Giant AI data centers are causing some serious and growing problems – electronic waste, massive use of water (especially in arid regions), reliance on destructive and human rights-abusing mining practices for the rare Earth elements in their components... And they also consume an epic amount of electricity – whatever else you might say about human intelligence, our necktop computers are super-efficient, using only about 20 Watts of energy.
They're also causing a massive supply-chain crunch for the high-powered GPUs required to run and train the latest models – there's no amount of "compute" that'll satisfy the endless appetites of these data centers and the companies pushing toward artificial general superintelligence.
One alternative to the Big Data model is running AI models locally – as in, right there on your own computer. But that limits the size and capability of the model you can run, and can put some harsh demands on your hardware. So what about distributing the task across small, local networks? At Switzerland’s École Polytechnique Fédérale de Lausanne (EPFL), a major technology and public research university, researchers have created software they’re now selling through their own company that takes out the middle-man of “Big Cloud.”
EPFL researchers Gauthier Voron, Geovani Rizk, and Rachid Guerraoui in the School of Computer and Communication Sciences, have announced Anyway Systems, an app that can be installed on networks of consumer-grade desktop PCs. There, Anyway downloads open-source versions of AI models such as ChatGPT, so you can ask questions globally, but process locally.
“For years,” says DCL head Rachid Guerraoui, “people have believed that it’s not possible to have large language models and AI tools without huge resources, and that data privacy, sovereignty and sustainability were just victims of this, but this is not the case. Smarter, frugal approaches are possible.”
Instead of using warehouse-bound arrays of servers, Anyway Systems distributes processing on a local network – in the above case with ChatGPT-120B, requiring a maximum of four computers – robustly self-stabilizing for optimal use of local hardware. Guerraoui says that while Anyway Systems is ideal for inference, it may be a bit slower responding to prompts, and “it’s just as accurate.”
ChatGPT-120B, for reference, is a powerful 'reasoning' model that comes in close behind OpenAI's o3 model on coding, math and health-specific benchmarks. It can use the web, write code in Python and perform complex chain-of-thought tasks, while running on relatively minimalist hardware.
Installing Anyway takes around 30 minutes.
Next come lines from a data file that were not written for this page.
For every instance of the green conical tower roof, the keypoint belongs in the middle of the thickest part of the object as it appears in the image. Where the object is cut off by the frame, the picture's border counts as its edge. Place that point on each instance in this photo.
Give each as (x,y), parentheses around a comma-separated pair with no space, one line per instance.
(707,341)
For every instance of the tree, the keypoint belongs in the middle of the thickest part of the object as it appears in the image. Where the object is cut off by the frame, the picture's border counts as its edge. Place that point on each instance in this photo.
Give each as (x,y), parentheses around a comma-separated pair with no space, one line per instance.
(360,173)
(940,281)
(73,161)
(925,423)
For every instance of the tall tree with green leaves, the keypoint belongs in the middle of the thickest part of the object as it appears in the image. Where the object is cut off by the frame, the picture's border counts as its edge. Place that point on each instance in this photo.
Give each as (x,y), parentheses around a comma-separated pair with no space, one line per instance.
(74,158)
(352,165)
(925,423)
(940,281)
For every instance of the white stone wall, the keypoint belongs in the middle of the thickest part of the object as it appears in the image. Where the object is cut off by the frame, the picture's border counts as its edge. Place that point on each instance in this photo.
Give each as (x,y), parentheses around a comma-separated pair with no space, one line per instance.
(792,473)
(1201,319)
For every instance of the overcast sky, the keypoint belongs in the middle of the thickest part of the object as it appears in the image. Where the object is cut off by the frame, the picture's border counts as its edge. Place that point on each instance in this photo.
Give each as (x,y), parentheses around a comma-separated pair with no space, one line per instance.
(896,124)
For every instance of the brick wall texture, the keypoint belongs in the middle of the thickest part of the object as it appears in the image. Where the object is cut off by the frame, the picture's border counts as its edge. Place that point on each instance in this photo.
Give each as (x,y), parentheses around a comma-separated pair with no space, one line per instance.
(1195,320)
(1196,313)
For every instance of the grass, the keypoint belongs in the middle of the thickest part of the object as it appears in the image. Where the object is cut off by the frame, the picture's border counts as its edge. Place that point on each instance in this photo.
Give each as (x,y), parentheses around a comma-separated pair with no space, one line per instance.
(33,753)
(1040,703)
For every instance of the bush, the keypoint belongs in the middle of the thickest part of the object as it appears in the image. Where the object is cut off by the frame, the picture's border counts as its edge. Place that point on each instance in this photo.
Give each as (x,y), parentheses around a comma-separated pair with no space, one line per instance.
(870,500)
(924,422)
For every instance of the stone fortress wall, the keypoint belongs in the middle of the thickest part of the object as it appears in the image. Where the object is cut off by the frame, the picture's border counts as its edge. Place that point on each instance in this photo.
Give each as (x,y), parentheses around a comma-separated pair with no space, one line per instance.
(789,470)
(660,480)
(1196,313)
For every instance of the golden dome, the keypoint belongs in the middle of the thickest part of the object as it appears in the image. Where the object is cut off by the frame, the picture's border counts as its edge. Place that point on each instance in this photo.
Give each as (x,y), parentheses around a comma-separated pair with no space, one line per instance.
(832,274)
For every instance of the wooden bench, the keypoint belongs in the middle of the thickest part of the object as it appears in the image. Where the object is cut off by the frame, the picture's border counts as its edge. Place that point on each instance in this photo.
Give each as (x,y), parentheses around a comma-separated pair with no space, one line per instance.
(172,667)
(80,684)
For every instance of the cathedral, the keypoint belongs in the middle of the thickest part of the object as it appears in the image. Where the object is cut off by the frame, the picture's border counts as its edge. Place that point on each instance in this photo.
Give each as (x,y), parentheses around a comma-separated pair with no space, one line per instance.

Because processing is local, users keep their private data private, and companies, unions, NGOs, and countries keep their data sovereign, and away from the clutches (and potential ethical compromises) of Big Data.
While home users would need several highly-specified PCs to form the local network needed to operate Anyway Systems, relatively small companies and organisations may well find they've already got everything they need. “We will be able to do everything locally in terms of AI,” says Guerraoui. “We could download our open-source AI of choice, contextualize it to our needs, and we, not Big Tech, could be the master of all the pieces.”
But doesn’t Google’s AI Edge already offer such abilities on a single phone?
“Google AI Edge is meant to be run on mobile phones for very specific and small Google-made models with each user running a model constrained by the phone’s capacity,” says Guerraoui. “There is no distributed computing to enable the deployment of the same large and powerful AI models that are shared by many users of the same organization in a scalable and fault-tolerant manner. The Anyway System can handle hundreds of billion[s of] parameters with just a few GPUs.”
According to Guerraoui, similar logic applies for people operating local LLMs such as msty.ai and Llama. “Most of these approaches help deploy a model on a single machine, which is a single source of failures,” he says, noting that the most powerful AI models require extremely expensive machines incorporating AI-specific GPUs like nVidia's 80 GB H100, which is the minimum price of entry for a single-machine installation of ChatGPT-120b.
And that's if you can get your hands on one – supply chain geopolitics, component complexity and rabid demand have combined to create lengthy waiting lists and crazy resale prices up to and beyond US$90,000 for the H100, a product that's supposed to retail for US$40,000.
Getting to that level of processing power is possible with consumer-grade PCs, but according to the EPFL researchers, you'd typically need “a team to manage and maintain the system. The Anyway System does this transparently, robustly and automatically.”
Ideas like Anyway might not put an end to the data warehouse model altogether, and it can't help with the energy-intensive task of training new models, but it does look like a neat and relatively low-lift way to bring high-powered, reasoning-capable AI models out of the Big Data ecosystem and into distributed local networks.
Sources: EPFL, Anyway Systems
Editor's note: this piece was substantially edited for additional context on January 5, 2026.